You need some sort of fairlead on the cleat to make it easy to cleat the halyard.
On GRP Winders, the cleat is often mounted under the mainsheet block mounting platform.
If you decide to mount the cleat upside down like this, for example under the thwart, you need to ensure it is mounted on a shallow wedge and thus correctly angled, or the halyard runs through a fairlead ahead of the cleat, so the halyard does not uncleat itself under tension.
Some like to run the halyard around a block fixed to the floor aft of the cleat and designed so the halyard runs through the cleat while it is been hoisted as in this photo of 70606 - All The Right Reasons.
Block at the end of the spinnaker sock
The halyard then runs over the top of the toestrap to a block at the end of the spinnaker sock. The location of this block depends on where your sock runs.
In this case it's on the thwart support which has been angled so the retriver line runs smoothly with the helm standing to pull down the spinnaker.
If your spinnaker sock runs along the sidedeck, the block needs to be fixed to the topsides as on this photo of Winder 70618 - Tinytanic (halyard is thin blue & yellow line).

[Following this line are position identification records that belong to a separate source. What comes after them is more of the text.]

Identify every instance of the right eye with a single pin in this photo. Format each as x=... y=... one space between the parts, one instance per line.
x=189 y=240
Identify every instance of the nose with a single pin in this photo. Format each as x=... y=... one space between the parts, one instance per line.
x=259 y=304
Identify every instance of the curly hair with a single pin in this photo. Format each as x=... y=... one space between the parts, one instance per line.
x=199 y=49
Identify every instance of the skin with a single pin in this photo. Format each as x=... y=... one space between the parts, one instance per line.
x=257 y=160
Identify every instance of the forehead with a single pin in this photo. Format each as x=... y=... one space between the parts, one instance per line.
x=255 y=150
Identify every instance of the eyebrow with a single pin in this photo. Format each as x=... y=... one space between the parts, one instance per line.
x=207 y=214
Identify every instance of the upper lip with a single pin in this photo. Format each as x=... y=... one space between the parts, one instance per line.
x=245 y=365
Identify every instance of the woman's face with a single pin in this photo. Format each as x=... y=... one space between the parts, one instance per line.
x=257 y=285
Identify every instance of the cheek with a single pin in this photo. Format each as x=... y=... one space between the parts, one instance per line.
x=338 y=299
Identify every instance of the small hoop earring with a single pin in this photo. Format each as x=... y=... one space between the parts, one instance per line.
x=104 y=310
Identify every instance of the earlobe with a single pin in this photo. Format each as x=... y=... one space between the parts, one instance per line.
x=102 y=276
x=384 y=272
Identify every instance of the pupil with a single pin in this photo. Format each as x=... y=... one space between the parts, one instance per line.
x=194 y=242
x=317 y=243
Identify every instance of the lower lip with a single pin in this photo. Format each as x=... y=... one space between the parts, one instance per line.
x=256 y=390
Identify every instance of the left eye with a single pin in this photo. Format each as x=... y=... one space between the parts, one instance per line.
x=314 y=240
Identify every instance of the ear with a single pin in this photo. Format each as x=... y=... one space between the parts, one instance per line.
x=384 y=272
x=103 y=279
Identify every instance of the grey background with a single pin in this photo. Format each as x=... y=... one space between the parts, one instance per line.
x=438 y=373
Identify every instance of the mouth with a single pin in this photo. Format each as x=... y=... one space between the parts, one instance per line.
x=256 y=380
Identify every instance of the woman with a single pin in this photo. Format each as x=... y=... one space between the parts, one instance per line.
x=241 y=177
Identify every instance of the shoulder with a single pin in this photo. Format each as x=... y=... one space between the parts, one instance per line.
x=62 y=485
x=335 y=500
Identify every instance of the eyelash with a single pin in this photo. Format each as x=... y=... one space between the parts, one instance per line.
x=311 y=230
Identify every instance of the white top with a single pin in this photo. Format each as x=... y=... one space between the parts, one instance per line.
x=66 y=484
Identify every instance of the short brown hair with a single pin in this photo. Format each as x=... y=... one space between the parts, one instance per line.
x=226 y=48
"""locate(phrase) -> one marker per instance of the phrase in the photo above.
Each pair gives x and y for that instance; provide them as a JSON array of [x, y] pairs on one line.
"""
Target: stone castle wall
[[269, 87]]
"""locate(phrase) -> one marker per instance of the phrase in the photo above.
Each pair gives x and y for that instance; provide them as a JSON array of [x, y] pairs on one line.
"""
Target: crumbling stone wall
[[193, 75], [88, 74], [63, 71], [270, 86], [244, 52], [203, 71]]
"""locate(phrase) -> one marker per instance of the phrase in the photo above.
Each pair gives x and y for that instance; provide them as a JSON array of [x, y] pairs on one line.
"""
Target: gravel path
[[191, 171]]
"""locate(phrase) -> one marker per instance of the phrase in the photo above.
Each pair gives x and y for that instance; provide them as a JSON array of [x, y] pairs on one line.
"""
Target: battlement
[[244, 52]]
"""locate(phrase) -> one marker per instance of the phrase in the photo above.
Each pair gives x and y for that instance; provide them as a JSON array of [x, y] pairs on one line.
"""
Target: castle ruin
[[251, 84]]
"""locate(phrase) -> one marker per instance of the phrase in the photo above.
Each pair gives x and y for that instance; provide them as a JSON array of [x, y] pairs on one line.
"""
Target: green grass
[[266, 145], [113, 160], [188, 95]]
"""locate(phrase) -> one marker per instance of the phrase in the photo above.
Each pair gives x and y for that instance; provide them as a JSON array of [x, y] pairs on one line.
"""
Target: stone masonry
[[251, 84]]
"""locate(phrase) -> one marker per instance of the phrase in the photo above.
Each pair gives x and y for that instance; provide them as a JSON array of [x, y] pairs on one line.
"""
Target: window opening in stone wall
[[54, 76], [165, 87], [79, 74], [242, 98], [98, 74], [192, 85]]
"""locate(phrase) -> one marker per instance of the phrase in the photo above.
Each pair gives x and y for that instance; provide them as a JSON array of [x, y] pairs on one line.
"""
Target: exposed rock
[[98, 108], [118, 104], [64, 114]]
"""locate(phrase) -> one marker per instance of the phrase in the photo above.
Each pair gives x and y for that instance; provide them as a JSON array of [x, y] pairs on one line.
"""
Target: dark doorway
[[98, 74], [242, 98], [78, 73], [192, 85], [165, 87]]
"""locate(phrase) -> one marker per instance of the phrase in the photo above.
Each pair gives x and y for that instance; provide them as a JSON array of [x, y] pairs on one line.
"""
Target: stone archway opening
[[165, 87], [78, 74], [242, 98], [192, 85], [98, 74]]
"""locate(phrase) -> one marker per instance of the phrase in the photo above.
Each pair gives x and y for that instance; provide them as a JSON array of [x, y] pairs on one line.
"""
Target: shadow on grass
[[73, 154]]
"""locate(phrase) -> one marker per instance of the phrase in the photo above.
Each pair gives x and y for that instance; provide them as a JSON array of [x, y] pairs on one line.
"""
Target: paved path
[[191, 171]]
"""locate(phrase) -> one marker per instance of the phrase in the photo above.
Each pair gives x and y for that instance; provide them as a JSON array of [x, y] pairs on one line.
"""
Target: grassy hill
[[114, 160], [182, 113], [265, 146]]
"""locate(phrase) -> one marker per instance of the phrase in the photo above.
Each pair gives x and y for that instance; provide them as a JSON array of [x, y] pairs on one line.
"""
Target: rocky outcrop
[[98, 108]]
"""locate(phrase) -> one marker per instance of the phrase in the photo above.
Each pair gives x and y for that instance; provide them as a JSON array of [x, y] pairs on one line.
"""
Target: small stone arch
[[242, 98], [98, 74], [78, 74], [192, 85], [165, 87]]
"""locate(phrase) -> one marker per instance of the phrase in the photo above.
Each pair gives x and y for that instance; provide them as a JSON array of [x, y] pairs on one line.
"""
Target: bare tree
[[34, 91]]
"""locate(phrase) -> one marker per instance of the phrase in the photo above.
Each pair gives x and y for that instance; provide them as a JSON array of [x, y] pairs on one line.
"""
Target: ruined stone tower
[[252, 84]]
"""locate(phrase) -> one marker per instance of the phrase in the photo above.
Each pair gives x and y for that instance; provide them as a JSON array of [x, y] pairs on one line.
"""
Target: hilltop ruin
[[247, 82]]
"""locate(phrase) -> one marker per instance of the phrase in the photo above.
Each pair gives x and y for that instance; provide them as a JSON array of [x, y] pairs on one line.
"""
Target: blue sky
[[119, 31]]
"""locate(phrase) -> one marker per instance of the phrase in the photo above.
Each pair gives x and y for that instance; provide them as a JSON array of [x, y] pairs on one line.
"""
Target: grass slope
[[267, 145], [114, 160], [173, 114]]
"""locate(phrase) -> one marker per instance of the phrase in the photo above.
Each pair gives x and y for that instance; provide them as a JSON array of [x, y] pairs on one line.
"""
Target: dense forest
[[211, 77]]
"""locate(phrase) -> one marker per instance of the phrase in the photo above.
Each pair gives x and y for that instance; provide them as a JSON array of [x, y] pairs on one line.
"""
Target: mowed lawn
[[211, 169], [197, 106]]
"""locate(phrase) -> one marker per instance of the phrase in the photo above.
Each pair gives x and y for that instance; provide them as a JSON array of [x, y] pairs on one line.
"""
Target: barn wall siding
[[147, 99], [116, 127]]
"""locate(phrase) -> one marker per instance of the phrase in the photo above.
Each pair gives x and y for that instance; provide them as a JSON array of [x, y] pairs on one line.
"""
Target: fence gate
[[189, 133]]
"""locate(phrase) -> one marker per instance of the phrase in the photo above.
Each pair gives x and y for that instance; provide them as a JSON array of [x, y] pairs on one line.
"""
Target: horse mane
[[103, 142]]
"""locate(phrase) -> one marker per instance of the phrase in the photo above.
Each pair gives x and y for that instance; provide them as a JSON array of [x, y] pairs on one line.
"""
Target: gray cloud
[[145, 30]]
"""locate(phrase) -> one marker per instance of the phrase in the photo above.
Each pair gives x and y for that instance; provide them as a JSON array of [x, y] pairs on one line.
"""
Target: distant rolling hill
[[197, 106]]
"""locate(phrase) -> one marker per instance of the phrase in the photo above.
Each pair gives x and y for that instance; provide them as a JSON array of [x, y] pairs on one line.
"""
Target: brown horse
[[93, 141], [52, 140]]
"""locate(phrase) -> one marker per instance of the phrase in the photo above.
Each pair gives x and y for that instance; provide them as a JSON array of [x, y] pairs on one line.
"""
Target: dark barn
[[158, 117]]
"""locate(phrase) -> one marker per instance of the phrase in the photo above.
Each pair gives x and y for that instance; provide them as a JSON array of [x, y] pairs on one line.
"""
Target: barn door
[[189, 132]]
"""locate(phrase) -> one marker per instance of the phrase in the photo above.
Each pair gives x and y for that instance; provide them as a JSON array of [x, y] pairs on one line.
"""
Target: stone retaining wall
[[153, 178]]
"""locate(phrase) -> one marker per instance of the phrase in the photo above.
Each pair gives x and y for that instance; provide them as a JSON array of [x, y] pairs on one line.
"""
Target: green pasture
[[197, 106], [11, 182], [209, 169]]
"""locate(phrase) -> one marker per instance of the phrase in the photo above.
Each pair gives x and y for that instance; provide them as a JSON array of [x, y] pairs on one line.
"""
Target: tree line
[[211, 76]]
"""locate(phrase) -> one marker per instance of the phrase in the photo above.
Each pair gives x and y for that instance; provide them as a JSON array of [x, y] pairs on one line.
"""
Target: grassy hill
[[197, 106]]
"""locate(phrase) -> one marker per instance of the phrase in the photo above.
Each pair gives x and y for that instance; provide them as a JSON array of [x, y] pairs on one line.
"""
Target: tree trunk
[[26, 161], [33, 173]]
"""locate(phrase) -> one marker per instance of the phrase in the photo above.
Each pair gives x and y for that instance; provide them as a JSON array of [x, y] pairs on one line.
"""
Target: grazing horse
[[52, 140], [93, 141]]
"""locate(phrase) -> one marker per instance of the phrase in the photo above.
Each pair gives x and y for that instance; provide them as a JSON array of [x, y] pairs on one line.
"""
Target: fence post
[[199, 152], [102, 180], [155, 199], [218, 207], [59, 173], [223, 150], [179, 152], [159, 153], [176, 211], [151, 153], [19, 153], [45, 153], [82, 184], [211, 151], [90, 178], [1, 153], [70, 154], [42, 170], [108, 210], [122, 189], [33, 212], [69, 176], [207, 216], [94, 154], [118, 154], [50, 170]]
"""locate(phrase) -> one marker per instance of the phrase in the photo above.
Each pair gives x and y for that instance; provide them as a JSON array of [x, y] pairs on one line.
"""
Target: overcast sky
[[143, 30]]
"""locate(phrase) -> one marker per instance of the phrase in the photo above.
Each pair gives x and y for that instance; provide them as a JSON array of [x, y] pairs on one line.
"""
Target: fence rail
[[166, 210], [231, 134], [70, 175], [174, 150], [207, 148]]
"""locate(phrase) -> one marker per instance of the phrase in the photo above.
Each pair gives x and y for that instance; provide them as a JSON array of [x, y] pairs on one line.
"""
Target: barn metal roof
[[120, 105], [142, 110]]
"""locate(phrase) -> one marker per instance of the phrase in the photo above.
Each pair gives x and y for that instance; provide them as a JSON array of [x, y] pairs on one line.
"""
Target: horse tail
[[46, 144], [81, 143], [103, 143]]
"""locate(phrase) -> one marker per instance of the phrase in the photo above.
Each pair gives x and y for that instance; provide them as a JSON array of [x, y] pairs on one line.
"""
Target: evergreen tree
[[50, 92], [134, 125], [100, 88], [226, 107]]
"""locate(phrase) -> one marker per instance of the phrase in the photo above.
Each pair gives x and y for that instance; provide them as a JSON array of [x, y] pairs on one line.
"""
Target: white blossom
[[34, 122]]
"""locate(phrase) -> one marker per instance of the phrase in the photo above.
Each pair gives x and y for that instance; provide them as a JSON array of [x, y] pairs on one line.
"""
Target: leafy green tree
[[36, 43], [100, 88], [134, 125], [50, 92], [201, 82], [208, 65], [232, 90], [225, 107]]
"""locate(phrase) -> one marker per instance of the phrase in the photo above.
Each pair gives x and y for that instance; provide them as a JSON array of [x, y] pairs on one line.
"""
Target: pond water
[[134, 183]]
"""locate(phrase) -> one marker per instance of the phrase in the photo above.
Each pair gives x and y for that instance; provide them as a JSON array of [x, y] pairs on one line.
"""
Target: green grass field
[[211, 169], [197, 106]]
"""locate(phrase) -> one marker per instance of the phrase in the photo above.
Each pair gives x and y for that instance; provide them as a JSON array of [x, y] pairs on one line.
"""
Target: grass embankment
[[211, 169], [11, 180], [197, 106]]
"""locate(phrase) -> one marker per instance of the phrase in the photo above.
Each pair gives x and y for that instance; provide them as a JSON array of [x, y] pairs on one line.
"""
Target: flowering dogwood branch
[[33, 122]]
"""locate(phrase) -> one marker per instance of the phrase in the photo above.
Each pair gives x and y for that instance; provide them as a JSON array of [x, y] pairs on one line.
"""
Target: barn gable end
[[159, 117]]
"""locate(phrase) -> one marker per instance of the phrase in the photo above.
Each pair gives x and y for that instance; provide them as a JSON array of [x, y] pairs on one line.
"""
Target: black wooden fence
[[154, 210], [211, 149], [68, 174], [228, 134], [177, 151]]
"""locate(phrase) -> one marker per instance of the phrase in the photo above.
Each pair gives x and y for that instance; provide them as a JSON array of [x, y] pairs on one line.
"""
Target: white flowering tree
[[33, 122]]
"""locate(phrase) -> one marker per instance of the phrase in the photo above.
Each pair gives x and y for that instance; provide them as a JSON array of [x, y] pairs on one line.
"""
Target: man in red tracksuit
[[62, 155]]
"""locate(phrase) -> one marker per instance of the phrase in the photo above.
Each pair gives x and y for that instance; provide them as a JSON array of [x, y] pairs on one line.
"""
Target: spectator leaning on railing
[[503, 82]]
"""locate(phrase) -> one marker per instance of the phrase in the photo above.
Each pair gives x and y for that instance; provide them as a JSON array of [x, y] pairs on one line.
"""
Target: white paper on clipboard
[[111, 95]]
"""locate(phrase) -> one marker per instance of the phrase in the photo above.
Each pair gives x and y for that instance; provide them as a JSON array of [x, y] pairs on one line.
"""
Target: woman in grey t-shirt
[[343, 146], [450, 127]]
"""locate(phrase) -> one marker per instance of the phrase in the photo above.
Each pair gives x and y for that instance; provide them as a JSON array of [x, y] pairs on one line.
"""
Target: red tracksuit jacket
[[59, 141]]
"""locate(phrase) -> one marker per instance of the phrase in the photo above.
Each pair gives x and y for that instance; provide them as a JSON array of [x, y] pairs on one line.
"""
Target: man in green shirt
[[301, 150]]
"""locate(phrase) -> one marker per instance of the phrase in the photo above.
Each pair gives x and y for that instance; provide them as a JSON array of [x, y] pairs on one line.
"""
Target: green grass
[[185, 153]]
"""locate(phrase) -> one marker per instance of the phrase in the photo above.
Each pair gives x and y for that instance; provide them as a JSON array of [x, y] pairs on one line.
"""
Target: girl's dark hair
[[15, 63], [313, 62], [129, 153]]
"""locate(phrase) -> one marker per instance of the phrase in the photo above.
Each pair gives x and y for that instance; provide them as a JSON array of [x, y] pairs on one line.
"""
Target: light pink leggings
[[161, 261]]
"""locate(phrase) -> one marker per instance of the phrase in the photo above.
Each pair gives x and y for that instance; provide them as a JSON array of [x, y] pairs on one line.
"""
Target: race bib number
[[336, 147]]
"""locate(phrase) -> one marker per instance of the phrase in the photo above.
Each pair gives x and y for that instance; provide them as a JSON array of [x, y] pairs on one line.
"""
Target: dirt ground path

In order to keep all the spinnaker inside a short sock like this, you need to run the retiver line though a plastic ring before attaching it to the retiver patch on the spinnaker. The ring has a length of elastic fixed to it, about the same length as the sock. The other end is fixed near the mouth of the chute. When you pull the spinnaker down, the elastic streaches and the retriver patch and ring come back well past the end of the sock, pulling the head, tack and clew of the spinnaker into the chute. When you let the retriver line go, the elastic pulls the middle of the spinnaker back into the sock as well.
One final tip from 1997 World Champion Chris Balding is to have a small lacing hook by the port (i.e. same side as the spinnaker chute) shroud plate with the open part facing upwards or forwards.
When the halyard is not in use it is clipped into the hook and the halyard tensioned slightly and cleated. This keeps the halyard out of the way, not getting blown around and not interfering with the jib or the jib tell tales. If you pull the halyard hard it will come out of the clip so you can hoist the spinnaker normally. Most people find the standard clip works fine. If you find the halyard comes out too easily, you can modify the clip to tighten it up. I drilled a plain non-countersunk hole under the point of the hook, cut the adjacent old fixing hole off and used a pan head screw to reduce the gap for the halyard. A bit of a fiddle, but it worked for me.